Years Later, Women Still Fight Walmart Over Discrimination
In October, Lissa Medeiros will mark her 20-year anniversary as a Walmart employee. She started out on the overnight shift in Fredericksburg, Va. Then, several years in, a man from outside the company was hired onto her team. Although it was against company rules to discuss pay — another policy that women believe held them back — “he was kind of a cocky guy,” she says, “bragging about what his pay rate was.” It was $2 an hour more than hers.
She asked the assistant managers about it, but according to a charge of discrimination filed with the Equal Employment Opportunity Commission (EEOC), they would “just shake their heads and change the subject.” She worried about pushing too much.
“When you have mouths to feed, when you have a roof over your head you have to pay for, you limit yourself on how much further you want to go,” she says.
Like [Claudia] Renati [a former Walmart employee], Medeiros recalls being repeatedly passed over for promotions and then having to train the men who got the jobs. “When there was an opportunity to make more money, I went for it,” she says. And yet she never made it into management, despite performing many of the duties. “I was good enough to show a male associate how to do the job, but I wasn’t good enough to get promoted in that position.”
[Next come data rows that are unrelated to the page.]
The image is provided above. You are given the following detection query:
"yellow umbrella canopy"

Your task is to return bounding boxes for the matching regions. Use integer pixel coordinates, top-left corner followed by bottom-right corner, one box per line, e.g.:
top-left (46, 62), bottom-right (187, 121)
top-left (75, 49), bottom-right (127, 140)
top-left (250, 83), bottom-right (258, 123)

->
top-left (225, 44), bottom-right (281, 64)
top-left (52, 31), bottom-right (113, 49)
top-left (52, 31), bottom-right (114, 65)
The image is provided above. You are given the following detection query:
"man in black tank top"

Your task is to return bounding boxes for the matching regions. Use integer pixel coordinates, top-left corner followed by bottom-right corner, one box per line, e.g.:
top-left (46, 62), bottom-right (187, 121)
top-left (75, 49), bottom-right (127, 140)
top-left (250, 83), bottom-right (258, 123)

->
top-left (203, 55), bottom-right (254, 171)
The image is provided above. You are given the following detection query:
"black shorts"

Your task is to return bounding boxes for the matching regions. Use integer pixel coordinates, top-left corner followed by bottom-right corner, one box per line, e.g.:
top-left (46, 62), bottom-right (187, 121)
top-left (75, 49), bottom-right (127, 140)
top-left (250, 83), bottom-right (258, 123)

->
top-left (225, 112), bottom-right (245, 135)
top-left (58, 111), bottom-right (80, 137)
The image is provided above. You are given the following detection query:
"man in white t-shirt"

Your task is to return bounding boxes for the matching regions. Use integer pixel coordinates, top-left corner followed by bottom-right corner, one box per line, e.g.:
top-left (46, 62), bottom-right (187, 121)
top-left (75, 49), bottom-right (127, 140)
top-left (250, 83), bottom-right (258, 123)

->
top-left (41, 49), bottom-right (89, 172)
This month, Medeiros filed a lawsuit in Virginia, claiming that the retailer discriminated against her and other women on the basis of their gender. One of her co-plaintiffs is Stephanie Chapman, who, according to the complaint, learned she was making $2,000 less than men who held similar positions. The lawsuit also states that when one of Chapman’s co-workers asked for an explanation of her pay discrepancy, she was told that the men “have families to support.”